The phrase “Revenue management is about offering the right product, to the right customer, at the right time, through the right channel, for the right price” is often banded about but Revenue Management is more than this and, as Revenue Management professionals, we also need to consider how we “dress the shop window”.
Imagine you’re walking down Oxford Street in London and walk past Selfridges. You look at their window displays. There are a few tempting, tantalising items on display which make you want to enter the shop, browse then make a purchase. Now consider the last time you looked for a hotel on the internet. Regardless of where you looked online, I can guess that when you viewed a hotel there were so many things listed (and sometimes blindingly obvious e.g. duvet) that you couldn’t really determine the points of differentiation between hotels, so pretty much the choice between one hotel and another boiled down to price.
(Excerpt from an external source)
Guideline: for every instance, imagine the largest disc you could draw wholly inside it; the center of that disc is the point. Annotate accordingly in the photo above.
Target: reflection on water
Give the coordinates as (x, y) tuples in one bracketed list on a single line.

Not ideal from a hotelier point of view.
Countless pieces of research have been done which show that consumers want choice, but not too much choice, and they want enough, but not too much, information to be able to make a decision. The human brain can only make a certain number of decisions each day and it will prioritise what it chooses to make decisions on. So, we need to be mindful of this and, therefore, do three things:
Firstly, we need to be conscious that in the online world consumers do the research themselves so we need to inspire people to stay with us as opposed to another hotel. The old adage “a picture paints a thousand words” is so true and studies have shown that consumers rely heavily on photos when choosing their hotel. So, we need to use images to bring our hotels to life online and inspire people to stay with us rather than one of our competitors. Obviously, price is an important part of a consumer purchasing decision but when there are several products or services at a similar price point, many people actually go on to purchase the one which they feel a positive emotional attachment to (even if it’s the most expensive option they are considering) and images help people make those positive connections. So, we need our photos to showcase the unique selling points of our hotels, both public areas and bedrooms, to highlight what makes us better than our competitors.
Secondly, we need to talk about what matters to guests. Who knows how big 48m2 is? But everyone knows what a fully stocked, complimentary minibar is! When browsing online, people may spend less than 30 seconds scanning all the information on a webpage, so we need to ensure we remove any “padding” (e.g. “with a desk area so you can catch up on emails” – surely it’s up to the guest to choose what they spend their time doing), we do list the things that people value, such as access to Club Lounges and complimentary Wi-Fi, but avoid the obvious e.g. “instant hot water” and also omit things that aren’t going to make one iota’s difference as to whether people book or not e.g. “oversized chair”. So, by keeping it clear, simple and relevant a potential guest can see what we’re offering.
Thirdly, we need to streamline what we offer. There is no point offering 22 different rate options if there are only ever 5 that are ever booked. We need to offer enough to give people choice, but not an overwhelming array, and make it clear what the differences are between the rates shown. By offering more than just-enough, we are “peacocking” rather than giving the customer what they want.
So, it’s simple really. As Revenue Managers, we need to turn around and see us from a customer perspective – tell them what they want, and need, to know and no more. Do that, and we should see our conversion and revenues increase!